Colorado Springs has been getting hotter. Climate change and subsequent extreme weather like drought and scorching-hot temperatures create prime conditions for both residential conflagrations and wildfires.

What’s worse, a recent report by The Pacific Institute, a research advocacy group focused on the world’s most pressing water issues, says, “The American West has entered another drought crisis, with nearly the entire region (97 percent) facing abnormally dry conditions and over 70 percent of the region already in severe drought.”  

This is disastrous news for farmers and farm workers.

East of the Continental Divide, significant spring storms have relieved some of the state’s drought conditions, but the Western Slope is still in trouble. And, given that 40 million people, seven Western states and Mexico rely on the Colorado River, it is only a matter of time before reservoirs are exhausted. Lake Mead and Lake Powell, the two largest reservoirs in the United States, are not expected to be filled to needed levels by August, according to Discover magazine, meaning the federal government may have to declare, for the first time ever, disastrous shortages.
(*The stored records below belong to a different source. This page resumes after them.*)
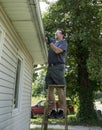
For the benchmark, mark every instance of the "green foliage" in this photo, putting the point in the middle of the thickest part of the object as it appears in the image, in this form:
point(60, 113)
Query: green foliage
point(81, 21)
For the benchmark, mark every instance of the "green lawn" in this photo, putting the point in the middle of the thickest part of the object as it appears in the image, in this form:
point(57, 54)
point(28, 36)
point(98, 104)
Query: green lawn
point(40, 129)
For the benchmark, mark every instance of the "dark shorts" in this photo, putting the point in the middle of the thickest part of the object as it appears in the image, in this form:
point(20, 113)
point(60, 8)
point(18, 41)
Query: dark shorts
point(55, 75)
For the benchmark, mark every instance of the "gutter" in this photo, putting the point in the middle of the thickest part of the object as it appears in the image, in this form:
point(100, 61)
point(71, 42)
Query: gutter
point(37, 20)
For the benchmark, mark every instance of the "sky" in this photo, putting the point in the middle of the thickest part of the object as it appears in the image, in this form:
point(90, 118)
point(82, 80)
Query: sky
point(44, 6)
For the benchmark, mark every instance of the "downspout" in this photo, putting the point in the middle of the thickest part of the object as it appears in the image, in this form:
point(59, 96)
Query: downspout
point(37, 20)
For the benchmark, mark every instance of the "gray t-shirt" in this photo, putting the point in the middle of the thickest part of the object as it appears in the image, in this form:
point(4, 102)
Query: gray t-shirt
point(54, 58)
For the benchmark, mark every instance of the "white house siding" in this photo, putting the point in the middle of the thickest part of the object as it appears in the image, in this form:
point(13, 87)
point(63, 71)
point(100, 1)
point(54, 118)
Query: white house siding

But the consequences won’t impact all growers equally.

Traditionally BIPOC (Black, Indigenous, People of Color) farmers and communities feel the brunt of water shortages due to underinvestment in technology and poor infrastructure, further burdening their physical, mental and emotional health. Additionally, the farming industry has seen a recent uptick in suicides and farms left unable to produce exacerbates food insecurity in a system that is already threatened, leading to empty shelves at the grocery stores. Water shortages will worsen hardships in these challenged communities and advocacy for these populations needs to be ever-present in any and all upcoming relief packages.

U.S. Secretary of Agriculture Tom Vilsack said there will be targeted federal help for farming demographics that have historically seen discrimination by the U.S. Department of Agriculture.

In April, Vilsack told Colorado Public Radio, “This provision in the American Rescue Plan is designed to provide debt relief as a way of responding to the cumulative effect of discrimination, and also to recognize that in previous COVID relief packages, white farmers received anywhere from 95 to 99 percent of the nearly $30 billion that was paid out in those previous COVID relief packages.”

But let’s not forget those who actually work the fields who also suffer the effects of drought — undocumented folx who are still fighting for basic work and housing protections, like the ability to unionize, or take breaks, or have access to safe housing, drinking water and livable wages. Colorado Senate Bill 21-087, the Agricultural Workers’ Rights bill, has passed both the House and the Senate and is heading to the governor’s desk. There is still fierce opposition to the bill. During Senate floor debates, Republican lawmakers said that unions, minimum wages and overtime pay (workplace protections provided in many other industries) will bankrupt farmers and ranchers.

The lives of these workers shouldn’t be used as tools for negotiations. And there is no room for partisan BS. Relief packages should specifically include protections for these farmers and workers at both the state and federal levels. Without sweeping legislation and protections to aid all farmers, ranchers, growers and their workers, the effects of drought on the food system and the health of farming communities will only grow worse.